Malicious activities on the Internet are one of the most dangerous threats to users and organizations. Because of the flexibility a nd accessibility of domains, cyber criminals often utilize them to launch cyber attacks such as phishing or malware. Most of traditional malicious domain detection methods rely on feature engineering to learn the patterns of malicious domains. However, these methods can be easily evaded by some sophisticated evasion techniques such as Domain-flux or Fast-flux. Some recent studies utilized graph-based models to infer malicious domains and achieved better performance, yet without a fine-grained modeling of DNS scenarios. In this paper, we propose an attributed heterogeneous graph neural network model, GAMD, to detect malicious domains in a semi-supervised learning paradigm. Concretely, we utilize attributed heterogeneous information network to model the DNS scenarios with different types of nodes including domain, host, resolved-IP and different types of relation, such as request and resolution relations.
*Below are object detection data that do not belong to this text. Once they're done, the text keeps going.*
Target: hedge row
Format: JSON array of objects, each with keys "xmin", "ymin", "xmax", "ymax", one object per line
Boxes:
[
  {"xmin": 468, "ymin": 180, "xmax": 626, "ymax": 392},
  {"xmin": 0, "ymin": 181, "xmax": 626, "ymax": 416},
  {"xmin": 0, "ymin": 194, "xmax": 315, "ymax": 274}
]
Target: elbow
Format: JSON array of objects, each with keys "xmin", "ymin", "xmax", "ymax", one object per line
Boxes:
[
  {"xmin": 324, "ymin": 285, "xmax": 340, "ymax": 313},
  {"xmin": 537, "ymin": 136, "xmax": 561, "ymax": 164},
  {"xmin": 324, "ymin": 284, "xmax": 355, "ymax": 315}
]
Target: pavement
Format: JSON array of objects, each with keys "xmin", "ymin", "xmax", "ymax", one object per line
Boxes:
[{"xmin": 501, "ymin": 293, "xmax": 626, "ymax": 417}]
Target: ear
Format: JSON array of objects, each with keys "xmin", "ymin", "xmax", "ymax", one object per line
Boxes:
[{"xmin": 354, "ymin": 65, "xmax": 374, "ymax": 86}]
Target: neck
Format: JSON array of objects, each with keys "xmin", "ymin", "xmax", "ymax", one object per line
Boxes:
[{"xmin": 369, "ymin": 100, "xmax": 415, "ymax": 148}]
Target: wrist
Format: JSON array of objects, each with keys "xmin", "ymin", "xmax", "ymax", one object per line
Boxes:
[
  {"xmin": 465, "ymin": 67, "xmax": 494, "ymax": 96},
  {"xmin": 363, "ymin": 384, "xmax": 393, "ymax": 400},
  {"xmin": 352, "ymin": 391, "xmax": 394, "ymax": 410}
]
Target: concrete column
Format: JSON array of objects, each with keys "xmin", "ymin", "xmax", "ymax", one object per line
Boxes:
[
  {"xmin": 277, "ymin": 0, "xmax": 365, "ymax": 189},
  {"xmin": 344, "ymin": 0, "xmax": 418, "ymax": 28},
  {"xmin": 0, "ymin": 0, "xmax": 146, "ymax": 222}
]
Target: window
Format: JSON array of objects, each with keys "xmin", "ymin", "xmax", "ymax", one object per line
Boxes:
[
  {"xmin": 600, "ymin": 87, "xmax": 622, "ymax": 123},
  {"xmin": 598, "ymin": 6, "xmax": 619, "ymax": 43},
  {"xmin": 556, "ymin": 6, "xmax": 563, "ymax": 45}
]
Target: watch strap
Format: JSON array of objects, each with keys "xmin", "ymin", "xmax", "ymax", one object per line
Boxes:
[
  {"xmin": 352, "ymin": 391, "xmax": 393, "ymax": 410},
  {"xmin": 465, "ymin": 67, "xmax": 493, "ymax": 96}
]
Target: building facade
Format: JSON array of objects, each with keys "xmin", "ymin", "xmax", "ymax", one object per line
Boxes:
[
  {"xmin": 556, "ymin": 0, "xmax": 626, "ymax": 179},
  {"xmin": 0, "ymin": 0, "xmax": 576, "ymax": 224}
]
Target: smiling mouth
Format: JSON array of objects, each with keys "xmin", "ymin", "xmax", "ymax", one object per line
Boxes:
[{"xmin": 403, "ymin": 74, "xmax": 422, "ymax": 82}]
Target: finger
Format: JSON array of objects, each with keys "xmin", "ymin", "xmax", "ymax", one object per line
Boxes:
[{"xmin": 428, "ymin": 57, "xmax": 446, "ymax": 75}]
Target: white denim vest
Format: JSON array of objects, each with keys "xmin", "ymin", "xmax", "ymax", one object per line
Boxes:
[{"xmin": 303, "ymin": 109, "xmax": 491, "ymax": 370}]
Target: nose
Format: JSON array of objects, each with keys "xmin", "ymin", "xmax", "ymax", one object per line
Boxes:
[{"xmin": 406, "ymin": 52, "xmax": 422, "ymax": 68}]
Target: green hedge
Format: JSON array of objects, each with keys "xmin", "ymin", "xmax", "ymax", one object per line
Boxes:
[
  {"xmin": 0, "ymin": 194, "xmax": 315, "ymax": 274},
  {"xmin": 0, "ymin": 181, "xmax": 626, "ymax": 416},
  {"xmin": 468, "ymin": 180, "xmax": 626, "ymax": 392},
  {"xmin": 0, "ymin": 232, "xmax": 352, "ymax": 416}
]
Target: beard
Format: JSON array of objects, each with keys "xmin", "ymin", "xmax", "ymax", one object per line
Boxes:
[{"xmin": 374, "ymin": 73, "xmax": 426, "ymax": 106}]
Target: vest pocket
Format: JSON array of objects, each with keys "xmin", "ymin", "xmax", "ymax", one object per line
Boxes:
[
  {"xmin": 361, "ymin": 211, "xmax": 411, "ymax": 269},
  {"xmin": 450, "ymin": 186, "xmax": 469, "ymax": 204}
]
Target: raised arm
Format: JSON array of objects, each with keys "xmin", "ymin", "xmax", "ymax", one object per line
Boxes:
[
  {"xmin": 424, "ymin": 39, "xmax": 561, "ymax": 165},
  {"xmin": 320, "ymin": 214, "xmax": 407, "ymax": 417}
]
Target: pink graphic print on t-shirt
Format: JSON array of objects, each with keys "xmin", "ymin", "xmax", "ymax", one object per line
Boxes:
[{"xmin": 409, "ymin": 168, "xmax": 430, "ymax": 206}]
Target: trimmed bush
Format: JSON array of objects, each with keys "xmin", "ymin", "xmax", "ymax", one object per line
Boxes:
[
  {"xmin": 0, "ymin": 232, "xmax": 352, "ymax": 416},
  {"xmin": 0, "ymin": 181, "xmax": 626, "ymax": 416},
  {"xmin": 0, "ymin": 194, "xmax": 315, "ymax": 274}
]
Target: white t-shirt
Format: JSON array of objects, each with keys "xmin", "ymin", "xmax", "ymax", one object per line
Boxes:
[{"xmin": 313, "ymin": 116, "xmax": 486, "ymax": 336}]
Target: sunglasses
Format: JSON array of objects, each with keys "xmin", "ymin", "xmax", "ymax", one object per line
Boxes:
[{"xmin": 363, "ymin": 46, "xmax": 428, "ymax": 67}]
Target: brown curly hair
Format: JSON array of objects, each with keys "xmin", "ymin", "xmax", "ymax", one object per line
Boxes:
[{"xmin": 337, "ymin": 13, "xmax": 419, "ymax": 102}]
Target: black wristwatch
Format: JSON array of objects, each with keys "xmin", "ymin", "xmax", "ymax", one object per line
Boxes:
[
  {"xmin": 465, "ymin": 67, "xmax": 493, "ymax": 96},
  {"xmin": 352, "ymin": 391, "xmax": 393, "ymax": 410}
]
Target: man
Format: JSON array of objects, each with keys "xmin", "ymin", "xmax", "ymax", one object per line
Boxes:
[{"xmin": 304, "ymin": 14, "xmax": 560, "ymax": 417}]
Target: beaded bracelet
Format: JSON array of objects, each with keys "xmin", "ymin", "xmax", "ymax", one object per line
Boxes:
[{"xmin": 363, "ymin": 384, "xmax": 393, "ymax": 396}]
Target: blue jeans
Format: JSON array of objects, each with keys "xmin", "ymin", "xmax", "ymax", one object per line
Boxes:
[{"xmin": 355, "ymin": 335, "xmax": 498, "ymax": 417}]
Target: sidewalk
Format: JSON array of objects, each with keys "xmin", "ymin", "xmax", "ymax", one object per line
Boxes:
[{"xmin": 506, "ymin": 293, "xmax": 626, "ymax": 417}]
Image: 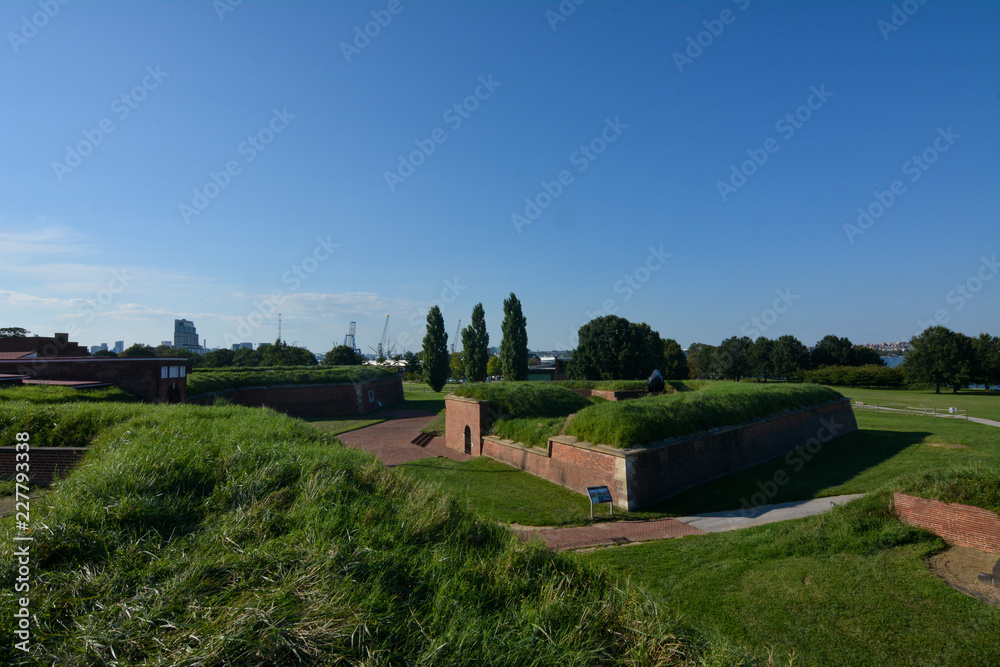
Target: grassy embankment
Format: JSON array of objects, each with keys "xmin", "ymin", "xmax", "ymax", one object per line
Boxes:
[
  {"xmin": 0, "ymin": 392, "xmax": 752, "ymax": 665},
  {"xmin": 187, "ymin": 366, "xmax": 395, "ymax": 397}
]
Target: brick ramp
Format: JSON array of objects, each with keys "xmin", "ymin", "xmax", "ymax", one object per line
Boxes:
[
  {"xmin": 337, "ymin": 410, "xmax": 472, "ymax": 467},
  {"xmin": 512, "ymin": 519, "xmax": 705, "ymax": 551}
]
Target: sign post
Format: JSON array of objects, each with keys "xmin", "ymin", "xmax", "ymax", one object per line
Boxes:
[{"xmin": 587, "ymin": 486, "xmax": 615, "ymax": 520}]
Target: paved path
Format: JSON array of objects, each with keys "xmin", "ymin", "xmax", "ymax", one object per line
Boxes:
[
  {"xmin": 512, "ymin": 493, "xmax": 864, "ymax": 551},
  {"xmin": 851, "ymin": 405, "xmax": 1000, "ymax": 428},
  {"xmin": 337, "ymin": 410, "xmax": 472, "ymax": 467},
  {"xmin": 677, "ymin": 493, "xmax": 865, "ymax": 533}
]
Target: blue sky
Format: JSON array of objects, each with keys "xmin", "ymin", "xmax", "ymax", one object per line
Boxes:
[{"xmin": 0, "ymin": 0, "xmax": 1000, "ymax": 352}]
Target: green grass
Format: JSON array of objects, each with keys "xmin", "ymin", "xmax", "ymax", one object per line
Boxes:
[
  {"xmin": 648, "ymin": 412, "xmax": 1000, "ymax": 516},
  {"xmin": 566, "ymin": 382, "xmax": 840, "ymax": 447},
  {"xmin": 304, "ymin": 417, "xmax": 385, "ymax": 435},
  {"xmin": 455, "ymin": 382, "xmax": 592, "ymax": 418},
  {"xmin": 0, "ymin": 385, "xmax": 142, "ymax": 405},
  {"xmin": 187, "ymin": 366, "xmax": 395, "ymax": 397},
  {"xmin": 838, "ymin": 387, "xmax": 1000, "ymax": 421},
  {"xmin": 582, "ymin": 493, "xmax": 1000, "ymax": 667},
  {"xmin": 490, "ymin": 417, "xmax": 566, "ymax": 447},
  {"xmin": 0, "ymin": 405, "xmax": 740, "ymax": 666}
]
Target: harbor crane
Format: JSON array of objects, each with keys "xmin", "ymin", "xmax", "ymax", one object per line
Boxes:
[{"xmin": 451, "ymin": 320, "xmax": 462, "ymax": 354}]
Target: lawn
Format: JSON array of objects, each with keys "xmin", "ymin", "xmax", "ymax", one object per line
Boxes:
[
  {"xmin": 648, "ymin": 411, "xmax": 1000, "ymax": 516},
  {"xmin": 835, "ymin": 387, "xmax": 1000, "ymax": 421},
  {"xmin": 581, "ymin": 492, "xmax": 1000, "ymax": 667}
]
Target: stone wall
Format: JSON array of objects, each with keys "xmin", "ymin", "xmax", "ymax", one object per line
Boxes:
[
  {"xmin": 188, "ymin": 375, "xmax": 403, "ymax": 417},
  {"xmin": 0, "ymin": 357, "xmax": 190, "ymax": 403},
  {"xmin": 445, "ymin": 396, "xmax": 858, "ymax": 510},
  {"xmin": 892, "ymin": 491, "xmax": 1000, "ymax": 554}
]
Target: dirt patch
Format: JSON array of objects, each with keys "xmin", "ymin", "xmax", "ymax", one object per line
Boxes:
[{"xmin": 927, "ymin": 547, "xmax": 1000, "ymax": 607}]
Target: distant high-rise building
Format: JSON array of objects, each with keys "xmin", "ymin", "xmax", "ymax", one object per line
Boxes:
[{"xmin": 174, "ymin": 320, "xmax": 201, "ymax": 350}]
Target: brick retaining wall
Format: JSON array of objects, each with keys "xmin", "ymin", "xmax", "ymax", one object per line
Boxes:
[
  {"xmin": 0, "ymin": 447, "xmax": 87, "ymax": 486},
  {"xmin": 892, "ymin": 491, "xmax": 1000, "ymax": 554},
  {"xmin": 188, "ymin": 375, "xmax": 403, "ymax": 417},
  {"xmin": 445, "ymin": 396, "xmax": 858, "ymax": 510}
]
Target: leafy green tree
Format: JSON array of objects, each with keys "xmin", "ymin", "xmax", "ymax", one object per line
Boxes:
[
  {"xmin": 403, "ymin": 351, "xmax": 422, "ymax": 377},
  {"xmin": 972, "ymin": 333, "xmax": 1000, "ymax": 390},
  {"xmin": 118, "ymin": 343, "xmax": 156, "ymax": 359},
  {"xmin": 771, "ymin": 335, "xmax": 809, "ymax": 380},
  {"xmin": 688, "ymin": 343, "xmax": 716, "ymax": 380},
  {"xmin": 233, "ymin": 347, "xmax": 261, "ymax": 368},
  {"xmin": 567, "ymin": 315, "xmax": 663, "ymax": 380},
  {"xmin": 660, "ymin": 338, "xmax": 689, "ymax": 380},
  {"xmin": 903, "ymin": 326, "xmax": 974, "ymax": 394},
  {"xmin": 809, "ymin": 334, "xmax": 854, "ymax": 368},
  {"xmin": 712, "ymin": 336, "xmax": 753, "ymax": 380},
  {"xmin": 500, "ymin": 292, "xmax": 528, "ymax": 380},
  {"xmin": 747, "ymin": 336, "xmax": 775, "ymax": 382},
  {"xmin": 0, "ymin": 327, "xmax": 31, "ymax": 338},
  {"xmin": 848, "ymin": 345, "xmax": 885, "ymax": 366},
  {"xmin": 448, "ymin": 350, "xmax": 466, "ymax": 380},
  {"xmin": 323, "ymin": 345, "xmax": 365, "ymax": 366},
  {"xmin": 462, "ymin": 303, "xmax": 490, "ymax": 382},
  {"xmin": 201, "ymin": 348, "xmax": 235, "ymax": 368},
  {"xmin": 420, "ymin": 306, "xmax": 450, "ymax": 391},
  {"xmin": 632, "ymin": 322, "xmax": 667, "ymax": 370}
]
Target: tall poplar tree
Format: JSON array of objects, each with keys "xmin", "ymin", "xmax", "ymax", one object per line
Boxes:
[
  {"xmin": 500, "ymin": 292, "xmax": 528, "ymax": 380},
  {"xmin": 420, "ymin": 306, "xmax": 451, "ymax": 391},
  {"xmin": 462, "ymin": 303, "xmax": 490, "ymax": 382}
]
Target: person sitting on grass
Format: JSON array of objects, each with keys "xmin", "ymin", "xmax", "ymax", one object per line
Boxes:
[{"xmin": 646, "ymin": 368, "xmax": 666, "ymax": 395}]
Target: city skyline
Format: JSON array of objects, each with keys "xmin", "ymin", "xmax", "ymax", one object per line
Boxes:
[{"xmin": 0, "ymin": 0, "xmax": 1000, "ymax": 353}]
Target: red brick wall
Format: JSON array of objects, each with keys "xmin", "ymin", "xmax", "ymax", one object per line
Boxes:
[
  {"xmin": 0, "ymin": 447, "xmax": 87, "ymax": 486},
  {"xmin": 188, "ymin": 375, "xmax": 403, "ymax": 417},
  {"xmin": 892, "ymin": 491, "xmax": 1000, "ymax": 554},
  {"xmin": 0, "ymin": 357, "xmax": 191, "ymax": 403},
  {"xmin": 445, "ymin": 396, "xmax": 858, "ymax": 510},
  {"xmin": 483, "ymin": 436, "xmax": 627, "ymax": 507},
  {"xmin": 444, "ymin": 395, "xmax": 490, "ymax": 456},
  {"xmin": 628, "ymin": 399, "xmax": 858, "ymax": 509}
]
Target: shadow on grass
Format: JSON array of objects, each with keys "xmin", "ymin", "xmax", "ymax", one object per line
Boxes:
[{"xmin": 644, "ymin": 431, "xmax": 931, "ymax": 516}]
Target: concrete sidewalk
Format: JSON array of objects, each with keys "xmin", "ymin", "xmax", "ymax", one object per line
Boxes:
[
  {"xmin": 677, "ymin": 493, "xmax": 865, "ymax": 533},
  {"xmin": 511, "ymin": 493, "xmax": 864, "ymax": 551}
]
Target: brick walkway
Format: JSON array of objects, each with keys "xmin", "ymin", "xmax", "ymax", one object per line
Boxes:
[
  {"xmin": 337, "ymin": 410, "xmax": 472, "ymax": 467},
  {"xmin": 512, "ymin": 519, "xmax": 705, "ymax": 551}
]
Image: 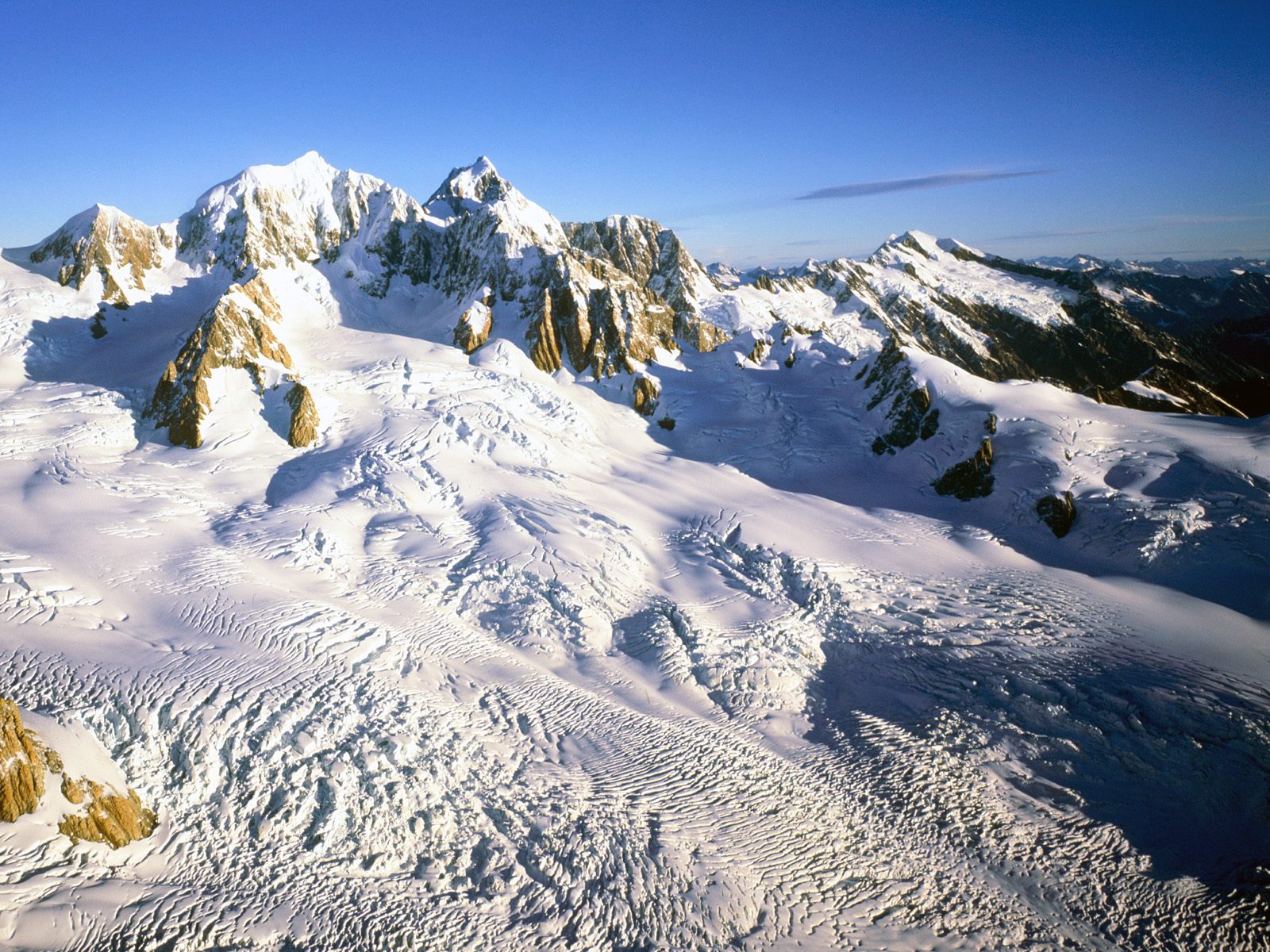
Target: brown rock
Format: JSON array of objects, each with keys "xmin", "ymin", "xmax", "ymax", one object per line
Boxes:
[
  {"xmin": 57, "ymin": 778, "xmax": 159, "ymax": 848},
  {"xmin": 455, "ymin": 294, "xmax": 494, "ymax": 354},
  {"xmin": 146, "ymin": 275, "xmax": 295, "ymax": 449},
  {"xmin": 633, "ymin": 377, "xmax": 660, "ymax": 416},
  {"xmin": 0, "ymin": 698, "xmax": 44, "ymax": 823},
  {"xmin": 287, "ymin": 381, "xmax": 318, "ymax": 447}
]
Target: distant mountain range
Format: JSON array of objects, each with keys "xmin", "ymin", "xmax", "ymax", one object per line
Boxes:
[{"xmin": 0, "ymin": 152, "xmax": 1270, "ymax": 952}]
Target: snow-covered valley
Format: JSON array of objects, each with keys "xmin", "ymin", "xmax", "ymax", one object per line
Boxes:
[{"xmin": 0, "ymin": 154, "xmax": 1270, "ymax": 950}]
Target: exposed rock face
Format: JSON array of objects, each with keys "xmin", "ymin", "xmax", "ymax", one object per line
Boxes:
[
  {"xmin": 455, "ymin": 288, "xmax": 494, "ymax": 354},
  {"xmin": 1037, "ymin": 490, "xmax": 1076, "ymax": 538},
  {"xmin": 176, "ymin": 152, "xmax": 423, "ymax": 277},
  {"xmin": 358, "ymin": 166, "xmax": 729, "ymax": 378},
  {"xmin": 865, "ymin": 338, "xmax": 940, "ymax": 455},
  {"xmin": 564, "ymin": 214, "xmax": 729, "ymax": 351},
  {"xmin": 57, "ymin": 776, "xmax": 159, "ymax": 848},
  {"xmin": 633, "ymin": 376, "xmax": 662, "ymax": 416},
  {"xmin": 287, "ymin": 381, "xmax": 318, "ymax": 448},
  {"xmin": 30, "ymin": 205, "xmax": 175, "ymax": 305},
  {"xmin": 735, "ymin": 232, "xmax": 1270, "ymax": 416},
  {"xmin": 933, "ymin": 436, "xmax": 993, "ymax": 501},
  {"xmin": 146, "ymin": 277, "xmax": 292, "ymax": 449},
  {"xmin": 0, "ymin": 698, "xmax": 46, "ymax": 823},
  {"xmin": 0, "ymin": 698, "xmax": 159, "ymax": 846}
]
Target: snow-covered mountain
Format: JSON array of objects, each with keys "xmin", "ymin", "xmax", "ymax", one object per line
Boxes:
[{"xmin": 0, "ymin": 152, "xmax": 1270, "ymax": 950}]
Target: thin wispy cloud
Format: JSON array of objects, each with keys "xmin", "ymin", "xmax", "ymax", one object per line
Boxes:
[
  {"xmin": 983, "ymin": 214, "xmax": 1270, "ymax": 241},
  {"xmin": 794, "ymin": 169, "xmax": 1056, "ymax": 202}
]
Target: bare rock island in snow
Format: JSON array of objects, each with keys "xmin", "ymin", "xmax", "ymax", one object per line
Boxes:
[{"xmin": 0, "ymin": 698, "xmax": 157, "ymax": 846}]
We then design a fine-grained node type-aware feature transformation and edge type-aware aggregation mechanism to fuse the node attributes and structure information simultaneously and complete the inference over DNS graphs. In the experiments, we evaluate the performance of our model on a large-scale realworld passive DNS data and show that the proposed method outperforms the state-of-the-art in most evaluation metrics.